# Two MINI ALL4 Racing crews on the podium at Abu Dhabi Desert Challenge.



## [email protected] (Aug 15, 2012)

The MINI ALL4 Racing crew of Yazeed Al Rajhi (KSA) and co-driver Timo Gottschalk (GER) completed the Abu Dhabi Desert Challenge, round two of the 2016 FIA Cross Country World Cup, with a hard-earned second place. Joining them on the rostrum in third place was the fellow MINI ALL4 Racing crew of Mikko Hirvonen (FIN) and Michel Perin (FRA).

Further success for MINI came with four MINI ALL4 Racing completing the race within the top five, and a total of five of these iconic long-distance cross-country rally cars completed within the top ten.

The pairing of Yazeed Al Rajhi and Timo Gottschalk proved to be an exceptional one with a top five finish at the end of every stage of the Abu Dhabi Desert Challenge. "I'm very happy," said Al Rajhi. "It is not an easy rally. There are a lot of risks in the dunes because of the steep drops and the sand. We managed it well and controlled our race to achieve the position."

Mikko Hirvonen (FIN) once again showed why he and co-driver Michel Perin (FRA) are a force to be reckoned with. Although this event was Hirvonen's longest desert race to date, he took a stage win (St 4) and finished third place overall.

Hirvonen: "Five days of only dunes and sand makes it a lot tougher than I thought. It has made me sweat more than I ever have. But still, it was a good experience and it has been a good week. To finish third is a good result."

For American Bryce Menzies, the Abu Dhabi Desert Challenge was his first race at the controls of a MINI ALL4 Racing - and the first race he has had to contend with five days continuous racing in desert conditions. For these reasons alone it is little wonder he and co-driver Andreas Schulz (GER) were celebrating their fourth place at the end of this challengine race.

Menzies: "It was very challenging for the first couple of days; getting stuck twice. If it wasn't for these mistakes we would have done really well. Overall it felt really good to be in the MINI ALL4 Racing; learning what it can do and what it can take. Despite feeling ill for the last couple of days the race was a real blast."
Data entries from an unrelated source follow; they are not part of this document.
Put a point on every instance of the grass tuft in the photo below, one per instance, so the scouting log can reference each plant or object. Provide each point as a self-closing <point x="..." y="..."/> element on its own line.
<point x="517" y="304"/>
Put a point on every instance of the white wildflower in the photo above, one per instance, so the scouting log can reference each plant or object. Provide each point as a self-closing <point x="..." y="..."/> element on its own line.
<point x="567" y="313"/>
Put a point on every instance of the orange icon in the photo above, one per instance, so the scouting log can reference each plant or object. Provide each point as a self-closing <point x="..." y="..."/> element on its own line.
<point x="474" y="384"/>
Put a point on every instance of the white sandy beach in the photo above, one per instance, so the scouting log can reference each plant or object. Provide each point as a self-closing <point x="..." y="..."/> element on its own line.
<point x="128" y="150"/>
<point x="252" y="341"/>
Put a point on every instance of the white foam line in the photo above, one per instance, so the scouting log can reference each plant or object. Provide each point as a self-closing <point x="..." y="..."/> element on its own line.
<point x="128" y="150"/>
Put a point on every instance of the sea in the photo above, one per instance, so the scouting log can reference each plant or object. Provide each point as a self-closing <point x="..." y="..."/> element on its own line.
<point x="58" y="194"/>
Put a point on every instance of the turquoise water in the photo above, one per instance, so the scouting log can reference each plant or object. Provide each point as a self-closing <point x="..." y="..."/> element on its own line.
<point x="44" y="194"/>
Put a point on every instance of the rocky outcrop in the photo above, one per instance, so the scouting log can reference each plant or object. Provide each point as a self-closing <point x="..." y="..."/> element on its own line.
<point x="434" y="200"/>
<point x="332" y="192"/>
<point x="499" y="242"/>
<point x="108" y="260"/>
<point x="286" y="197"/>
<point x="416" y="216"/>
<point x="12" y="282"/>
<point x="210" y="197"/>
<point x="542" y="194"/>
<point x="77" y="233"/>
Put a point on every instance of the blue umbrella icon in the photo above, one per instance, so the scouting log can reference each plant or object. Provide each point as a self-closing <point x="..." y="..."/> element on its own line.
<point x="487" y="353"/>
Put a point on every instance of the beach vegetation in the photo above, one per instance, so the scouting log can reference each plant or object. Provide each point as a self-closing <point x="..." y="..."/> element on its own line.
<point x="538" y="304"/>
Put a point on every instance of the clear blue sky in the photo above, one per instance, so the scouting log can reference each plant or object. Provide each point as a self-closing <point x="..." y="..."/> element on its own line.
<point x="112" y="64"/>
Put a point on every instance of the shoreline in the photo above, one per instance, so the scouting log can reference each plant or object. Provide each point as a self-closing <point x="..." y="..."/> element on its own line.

Jakub Przygonski (POL) with Tom Colsoul (BEL) in MINI ALL4 Racing #209 continued his learning curve of racing on four-wheels. The former motorcycle rally rider placed his MINI ALL4 racing in fifth place at the end of the five day race.

"I enjoyed the race a lot, said Przygonski, "because I learned a lot on how to race hard in the dunes. I have also learned the level of competition in the cars is the same as with the bikes and that it is very high. So yes, I am happy with the result."

United Arab Emirates driver Sh. Khalid Al Qassimi and co-driver Khalid Al Kendi (Abu Dhabi Racing #203) were the fifth MINI ALL4 Racing crew to complete inside the top ten with a determined seventh place.

German duo Stephan Schott and Holm Schmidt staged a magnificent recovery after slipping back in the race order on day three of the Abu Dhabi Desert Challenge. At the end of the final stage (St 5) they finished in 11th to secure 18th overall.

The Russian pair of Vladimir Vasilyev/Konstantin Zhiltsov (#201) became front runners amongst the MINI ALL4 Racing during the early stages of the rally. Unfortunately an incident mid-point of the race led to retirement.


----------